Tsinghua University, Beijing National Research Center for Information Science and Technology, Depart, China.
J Biomed Opt. 2020 Jun;25(6):1-12. doi: 10.1117/1.JBO.25.6.066001.
The use of optofluidic time-stretch flow cytometry enables extreme-throughput cell imaging but suffers from the difficulties of capturing and processing a large amount of data. As significant amounts of continuous image data are generated, the images require identification with high speed.
We present an intelligent cell phenotyping framework for high-throughput optofluidic time-stretch microscopy based on the XGBoost algorithm, which is able to classify obtained cell images rapidly and accurately. The applied image recognition consists of density-based spatial clustering of applications with noise outlier detection, histograms of oriented gradients combining gray histogram fused feature, and XGBoost classification.
We tested the ability of this framework against other previously proposed or commonly used algorithms to phenotype two groups of cell images. We quantified their performances with measures of classification ability and computational complexity based on AUC and test runtime. The tested cell image datasets were acquired from high-throughput imaging of over 20,000 drug-treated and untreated cells with an optofluidic time-stretch microscope.
The framework we built beats other methods with an accuracy of over 97% and a classification frequency of 3000 cells / s. In addition, we determined the optimal structure of training sets according to model performances under different training set components.
The proposed XGBoost-based framework acts as a promising solution to processing large flow image data. This work provides a foundation for future cell sorting and clinical practice of high-throughput imaging cytometers.
使用光流控时拉伸流式细胞术可以实现极高的通量细胞成像,但存在捕获和处理大量数据的困难。随着连续图像数据的大量产生,这些图像需要高速识别。
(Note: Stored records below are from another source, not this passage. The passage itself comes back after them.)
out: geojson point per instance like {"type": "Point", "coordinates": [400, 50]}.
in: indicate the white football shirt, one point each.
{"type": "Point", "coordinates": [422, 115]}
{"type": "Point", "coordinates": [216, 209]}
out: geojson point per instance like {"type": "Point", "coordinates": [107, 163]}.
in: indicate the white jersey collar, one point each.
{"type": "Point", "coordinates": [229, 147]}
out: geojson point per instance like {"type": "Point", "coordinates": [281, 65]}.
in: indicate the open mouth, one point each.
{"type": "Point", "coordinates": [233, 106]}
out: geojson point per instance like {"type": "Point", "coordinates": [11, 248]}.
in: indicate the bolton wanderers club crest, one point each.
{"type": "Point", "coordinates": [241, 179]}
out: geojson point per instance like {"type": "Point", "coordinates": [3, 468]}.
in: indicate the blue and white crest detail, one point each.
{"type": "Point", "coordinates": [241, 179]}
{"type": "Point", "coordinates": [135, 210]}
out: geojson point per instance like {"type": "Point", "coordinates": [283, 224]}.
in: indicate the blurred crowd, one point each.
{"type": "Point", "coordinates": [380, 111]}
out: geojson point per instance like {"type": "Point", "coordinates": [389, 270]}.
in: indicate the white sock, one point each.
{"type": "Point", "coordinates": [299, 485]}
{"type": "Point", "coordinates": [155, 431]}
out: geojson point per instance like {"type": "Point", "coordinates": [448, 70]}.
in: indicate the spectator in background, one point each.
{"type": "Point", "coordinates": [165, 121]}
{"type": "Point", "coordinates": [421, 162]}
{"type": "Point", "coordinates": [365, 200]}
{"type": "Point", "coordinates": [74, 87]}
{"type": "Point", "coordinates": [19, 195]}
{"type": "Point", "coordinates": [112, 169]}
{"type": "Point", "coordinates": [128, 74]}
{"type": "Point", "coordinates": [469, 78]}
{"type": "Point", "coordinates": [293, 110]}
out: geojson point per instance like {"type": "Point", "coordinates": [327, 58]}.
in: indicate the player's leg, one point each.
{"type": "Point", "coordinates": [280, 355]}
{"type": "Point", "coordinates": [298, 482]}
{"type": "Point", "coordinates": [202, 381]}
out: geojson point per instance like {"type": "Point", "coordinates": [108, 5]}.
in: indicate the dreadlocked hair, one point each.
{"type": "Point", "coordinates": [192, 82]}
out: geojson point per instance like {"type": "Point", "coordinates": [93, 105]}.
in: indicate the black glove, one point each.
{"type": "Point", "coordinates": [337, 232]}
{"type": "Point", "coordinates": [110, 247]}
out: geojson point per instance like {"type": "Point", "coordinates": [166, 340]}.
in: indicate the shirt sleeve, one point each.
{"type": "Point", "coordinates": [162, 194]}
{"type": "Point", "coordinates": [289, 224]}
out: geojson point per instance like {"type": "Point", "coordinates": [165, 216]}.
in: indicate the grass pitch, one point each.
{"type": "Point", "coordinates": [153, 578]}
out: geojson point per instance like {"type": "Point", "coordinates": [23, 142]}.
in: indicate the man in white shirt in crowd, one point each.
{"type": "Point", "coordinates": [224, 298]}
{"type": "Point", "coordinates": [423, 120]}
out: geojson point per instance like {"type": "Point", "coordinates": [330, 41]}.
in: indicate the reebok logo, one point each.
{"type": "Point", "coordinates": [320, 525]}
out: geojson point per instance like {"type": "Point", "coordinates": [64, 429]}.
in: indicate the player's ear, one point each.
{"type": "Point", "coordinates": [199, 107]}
我们提出了一种基于 XGBoost 算法的高通量光流控时拉伸显微镜智能细胞表型分析框架,能够快速准确地对获得的细胞图像进行分类。所应用的图像识别包括基于密度的带有噪声离群点检测的应用空间聚类、结合灰度直方图融合特征的方向梯度直方图以及 XGBoost 分类。
我们用此框架对其他先前提出的或常用的算法进行了测试,以对两组细胞图像进行表型分析。我们根据 AUC 和测试运行时间等分类能力和计算复杂度的度量来量化它们的性能。所测试的细胞图像数据集是通过光流控时拉伸显微镜对超过 20000 个经药物处理和未经处理的细胞进行高通量成像获得的。
我们构建的框架在准确性超过 97%和分类频率 3000 个细胞/秒的情况下优于其他方法。此外,我们根据不同训练集成分下模型性能确定了训练集的最佳结构。
所提出的基于 XGBoost 的框架是处理大量流式图像数据的有前途的解决方案。这项工作为高通量成像细胞仪的未来细胞分选和临床实践提供了基础。